Published on: Apr 23, 2015

At its meeting yesterday, the FASB discussed (1) the definition of a purchased credit-impaired (PCI) asset and (2) assets acquired in a business combination. Specifically, the Board tentatively decided to revise the definition of a PCI asset1 such that an entity would be required to apply the gross-up approach2 to an asset for which there has been a “more than insignificant” deterioration in credit quality since origination. In addition, the Board reaffirmed the proposed ASU’s3 requirement under which an entity would use the gross-up approach to account for PCI assets acquired in a business combination.  

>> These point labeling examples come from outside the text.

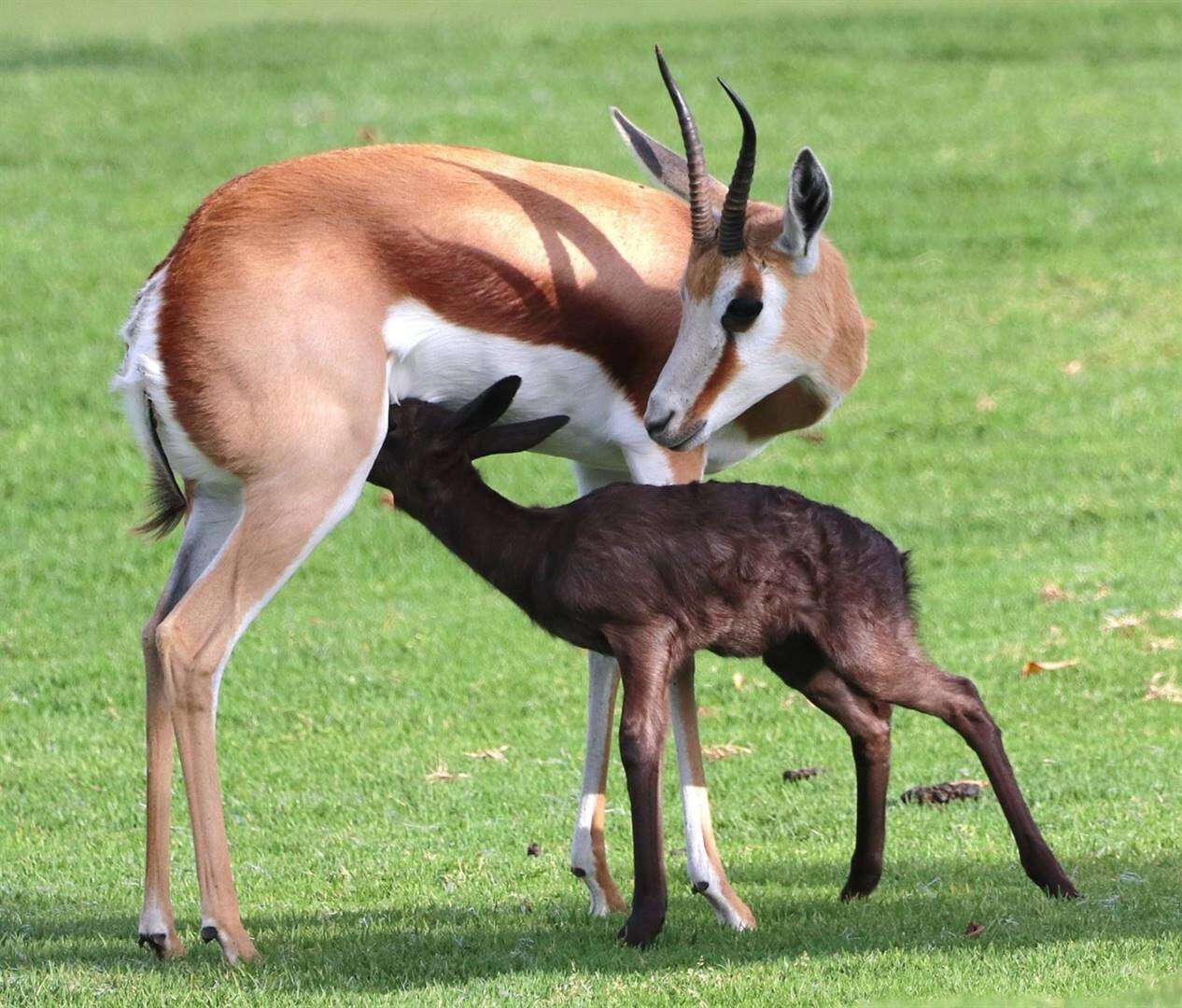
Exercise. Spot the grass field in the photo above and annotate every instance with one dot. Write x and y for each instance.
(1007, 190)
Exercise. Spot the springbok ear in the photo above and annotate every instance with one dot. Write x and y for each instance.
(666, 167)
(514, 436)
(487, 408)
(809, 198)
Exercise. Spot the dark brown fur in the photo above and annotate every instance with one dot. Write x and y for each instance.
(652, 574)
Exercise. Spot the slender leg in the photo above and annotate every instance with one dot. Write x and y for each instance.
(867, 723)
(644, 667)
(589, 855)
(276, 532)
(212, 519)
(924, 687)
(706, 873)
(589, 852)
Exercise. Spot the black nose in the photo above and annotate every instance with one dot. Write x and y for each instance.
(654, 427)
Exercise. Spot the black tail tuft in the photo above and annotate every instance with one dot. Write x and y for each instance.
(168, 504)
(912, 605)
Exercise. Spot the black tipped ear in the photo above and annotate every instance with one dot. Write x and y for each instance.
(487, 408)
(666, 167)
(514, 436)
(809, 198)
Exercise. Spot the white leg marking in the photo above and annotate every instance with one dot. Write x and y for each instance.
(697, 814)
(603, 676)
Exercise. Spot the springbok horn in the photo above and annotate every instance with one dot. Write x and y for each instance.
(734, 207)
(701, 220)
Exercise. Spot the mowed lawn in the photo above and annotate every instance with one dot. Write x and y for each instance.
(1008, 193)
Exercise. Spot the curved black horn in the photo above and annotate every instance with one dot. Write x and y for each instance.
(734, 207)
(700, 218)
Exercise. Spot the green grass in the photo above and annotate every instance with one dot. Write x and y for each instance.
(1007, 191)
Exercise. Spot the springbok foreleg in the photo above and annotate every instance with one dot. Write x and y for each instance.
(644, 666)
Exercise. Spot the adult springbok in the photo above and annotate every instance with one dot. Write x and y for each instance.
(302, 298)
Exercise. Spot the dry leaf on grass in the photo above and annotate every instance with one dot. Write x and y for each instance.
(1123, 623)
(1034, 667)
(804, 773)
(725, 750)
(488, 754)
(1160, 688)
(441, 773)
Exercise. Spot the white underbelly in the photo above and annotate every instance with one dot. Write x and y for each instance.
(438, 360)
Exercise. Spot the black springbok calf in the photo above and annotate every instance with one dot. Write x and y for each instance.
(652, 574)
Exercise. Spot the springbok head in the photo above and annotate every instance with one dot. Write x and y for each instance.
(767, 299)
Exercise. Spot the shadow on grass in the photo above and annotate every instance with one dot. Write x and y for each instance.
(413, 946)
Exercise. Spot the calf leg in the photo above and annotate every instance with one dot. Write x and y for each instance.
(867, 723)
(589, 853)
(916, 683)
(706, 873)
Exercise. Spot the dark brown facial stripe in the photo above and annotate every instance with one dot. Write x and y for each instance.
(725, 370)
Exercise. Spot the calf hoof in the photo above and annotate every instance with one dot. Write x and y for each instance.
(164, 943)
(1059, 888)
(860, 887)
(235, 945)
(640, 931)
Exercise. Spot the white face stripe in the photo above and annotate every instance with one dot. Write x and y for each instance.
(765, 363)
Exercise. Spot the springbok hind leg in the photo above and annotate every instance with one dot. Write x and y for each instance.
(212, 518)
(866, 721)
(915, 682)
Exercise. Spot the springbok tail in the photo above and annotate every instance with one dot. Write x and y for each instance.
(168, 504)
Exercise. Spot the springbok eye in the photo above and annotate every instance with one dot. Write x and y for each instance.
(741, 312)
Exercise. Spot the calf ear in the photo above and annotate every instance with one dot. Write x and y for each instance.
(514, 436)
(383, 469)
(487, 408)
(809, 196)
(666, 167)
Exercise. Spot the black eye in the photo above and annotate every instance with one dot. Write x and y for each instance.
(741, 312)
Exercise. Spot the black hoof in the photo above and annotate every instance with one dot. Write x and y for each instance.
(858, 890)
(159, 942)
(1061, 889)
(640, 933)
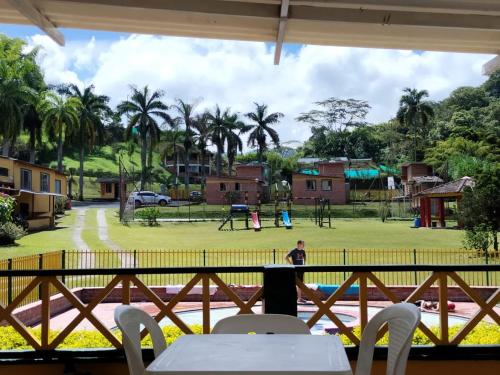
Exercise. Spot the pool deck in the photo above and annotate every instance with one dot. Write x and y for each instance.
(105, 311)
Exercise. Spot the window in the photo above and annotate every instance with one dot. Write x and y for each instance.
(45, 182)
(326, 185)
(310, 184)
(25, 179)
(58, 186)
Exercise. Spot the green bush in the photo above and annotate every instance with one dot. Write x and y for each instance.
(12, 340)
(10, 232)
(7, 204)
(482, 334)
(150, 214)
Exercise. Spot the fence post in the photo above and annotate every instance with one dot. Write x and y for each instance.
(415, 263)
(9, 282)
(40, 267)
(280, 292)
(487, 272)
(63, 265)
(345, 255)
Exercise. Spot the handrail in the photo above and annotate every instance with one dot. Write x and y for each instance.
(232, 269)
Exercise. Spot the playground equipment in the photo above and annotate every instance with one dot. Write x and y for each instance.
(283, 205)
(322, 212)
(286, 220)
(244, 210)
(238, 210)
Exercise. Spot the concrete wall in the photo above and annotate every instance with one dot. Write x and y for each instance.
(214, 195)
(249, 171)
(302, 195)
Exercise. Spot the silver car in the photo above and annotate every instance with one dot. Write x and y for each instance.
(149, 198)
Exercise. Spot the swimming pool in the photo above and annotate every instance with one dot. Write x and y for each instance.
(348, 316)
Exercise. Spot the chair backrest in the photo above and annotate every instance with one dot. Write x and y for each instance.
(130, 319)
(261, 324)
(402, 320)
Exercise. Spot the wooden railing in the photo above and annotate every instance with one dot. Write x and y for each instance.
(128, 278)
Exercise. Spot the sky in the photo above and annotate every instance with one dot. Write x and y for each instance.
(236, 74)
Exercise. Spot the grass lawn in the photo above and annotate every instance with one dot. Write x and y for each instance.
(345, 233)
(45, 241)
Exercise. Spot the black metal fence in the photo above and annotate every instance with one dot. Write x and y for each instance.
(9, 288)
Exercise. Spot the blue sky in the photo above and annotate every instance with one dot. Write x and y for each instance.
(236, 74)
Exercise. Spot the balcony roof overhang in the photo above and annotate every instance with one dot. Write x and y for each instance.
(440, 25)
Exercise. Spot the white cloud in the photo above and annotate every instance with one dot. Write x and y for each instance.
(235, 74)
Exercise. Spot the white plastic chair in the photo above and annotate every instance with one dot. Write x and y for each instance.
(129, 319)
(261, 324)
(402, 319)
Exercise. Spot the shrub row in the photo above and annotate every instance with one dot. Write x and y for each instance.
(10, 339)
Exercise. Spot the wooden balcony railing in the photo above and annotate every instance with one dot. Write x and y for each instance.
(206, 276)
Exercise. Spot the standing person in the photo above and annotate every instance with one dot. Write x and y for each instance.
(297, 257)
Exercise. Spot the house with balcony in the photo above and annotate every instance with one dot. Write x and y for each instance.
(250, 185)
(415, 178)
(198, 166)
(325, 181)
(35, 189)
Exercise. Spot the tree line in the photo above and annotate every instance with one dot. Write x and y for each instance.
(75, 117)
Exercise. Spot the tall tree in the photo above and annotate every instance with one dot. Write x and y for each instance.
(201, 138)
(414, 113)
(261, 128)
(60, 117)
(234, 129)
(218, 134)
(186, 113)
(144, 108)
(332, 123)
(15, 96)
(92, 112)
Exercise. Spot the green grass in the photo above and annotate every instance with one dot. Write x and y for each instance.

Editor’s Note: The Board chose to revise the definition of a PCI asset partially in response to continued stakeholder feedback suggesting that if an entity were to recognize expected credit losses in its income statement upon purchase of any asset, regardless of the level of credit deterioration in the asset’s credit quality since origination, the entity would be “double-counting” expected credit losses on that asset because those losses were already contemplated in the purchase price.  Although the Board decided not to require an entity to apply the gross-up approach to all acquired assets, stakeholders are likely to support the change to the definition of a PCI asset because an entity is likely to apply the gross-up approach to more assets than it would have under the proposed ASU’s requirements. The Board also indicated at the meeting that the final standard will include implementation guidance to help entities assess whether there has been a “more than insignificant” deterioration in a purchased asset’s credit quality since origination.

The Board tentatively decided to require an entity to apply the gross-up approach to assets acquired in a business combination that are determined to be PCI assets because the Board believes that in the measurement of expected credit losses, there is no inherent difference between PCI assets acquired in a business combination and those acquired outside of one. Consequently, an entity would continue to account for non-PCI assets acquired in a business combination in accordance with existing U.S. GAAP. That is, for non-PCI assets acquired in a business combination, an entity would measure the assets at fair value upon acquisition and would be prohibited from recognizing a separate valuation allowance for those assets.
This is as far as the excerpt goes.